PlayStation está bajo presión por un posible cambio en sus juegos digitales. Tras la actualización de marzo de PS5, algunos jugadores reportaron un contador de “periodo válido” en títulos comprados desde PlayStation Store. La lectura más preocupante es que la consola tendría que conectarse a internet cada 30 días para validar licencias.
Por ahora no hay una explicación oficial clara. Algunos reportes apuntan a una nueva política de DRM, otros hablan de un error no intencional y algunas respuestas del soporte de Sony sugieren que podría estar relacionado con Console Sharing en PS5. La falta de una postura pública de Sony solo empeora la conversación.
Comprar digital vuelve a sentirse frágil
El enojo no viene de tener que conectar la consola una vez al mes. Viene de una pregunta mucho más vieja: qué estás comprando cuando pagas por un juego digital.
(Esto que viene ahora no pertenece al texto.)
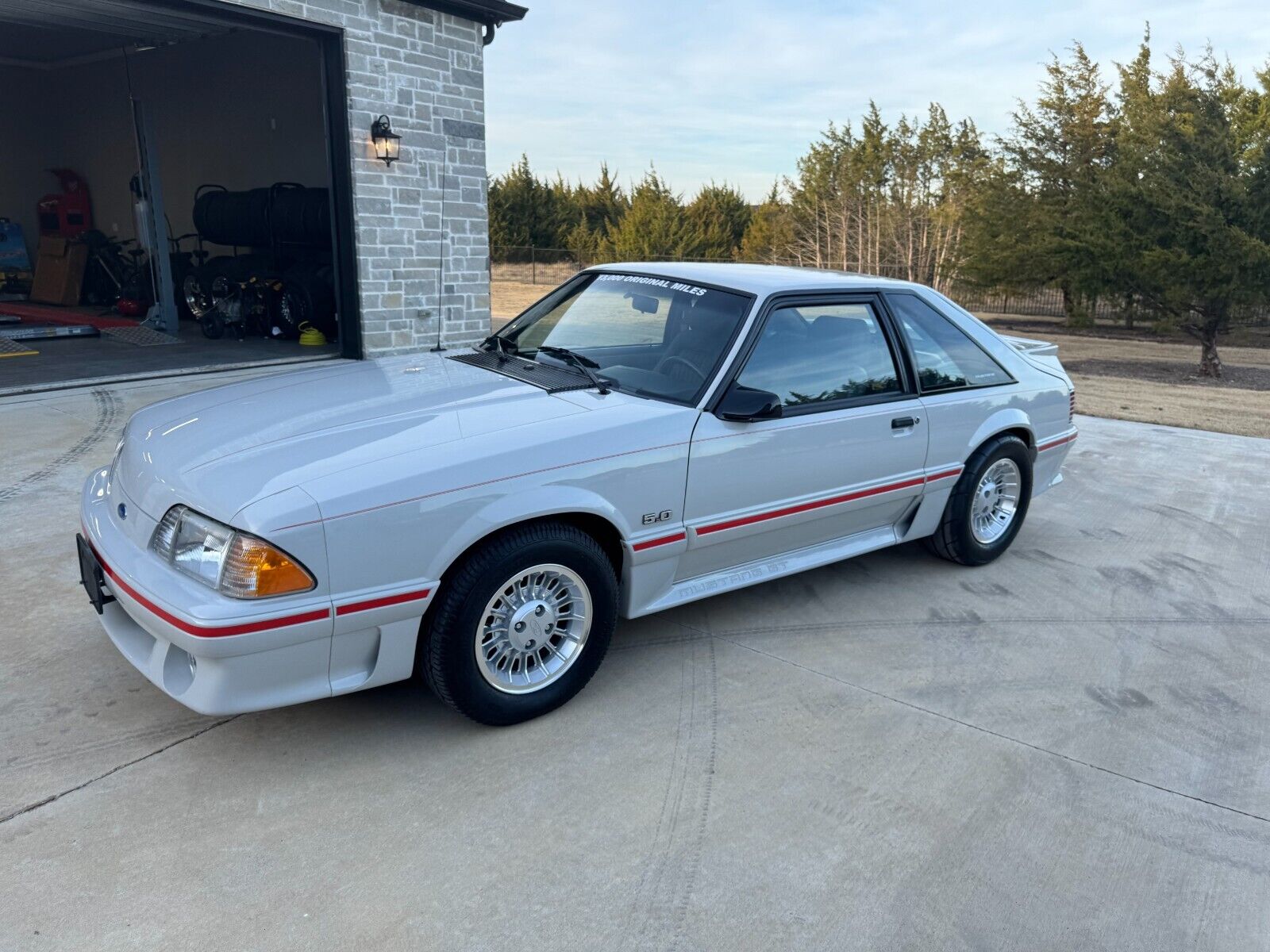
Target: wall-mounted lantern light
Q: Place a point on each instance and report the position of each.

Si el acceso depende de validaciones periódicas, el juego deja de sentirse como algo tuyo y se acerca más a una licencia que puede cambiar según las reglas de la tienda. Eso preocupa por los servidores, por las cuentas bloqueadas, por las consolas guardadas y por la preservación a largo plazo.
La comparación con el Xbox One original apareció rápido entre jugadores. Microsoft intentó empujar una idea parecida de conexión y validación online, pero terminó reculando antes del lanzamiento de la consola.
Sony tiene que responder
No hay confirmación oficial de un DRM permanente de 30 días para todos los juegos digitales de PlayStation. Ese punto debe quedar claro. Pero cuando los jugadores encuentran contadores de licencia y el soporte responde de forma inconsistente, el silencio de Sony no ayuda.
El momento tampoco favorece a la compañía. La conversación sobre preservación de videojuegos ha crecido con iniciativas como Stop Killing Games, que ganó fuerza tras el cierre de The Crew y ya supera el millón de firmas desde 2024.
Si fue un error, Sony puede cortar la discusión rápido. Si es una política nueva, la compañía tendría que explicarla antes de que más jugadores descubran el cambio por capturas, rumores o respuestas mezcladas del soporte. El problema no es solo técnico; es confianza en la biblioteca digital que mucha gente lleva años pagando.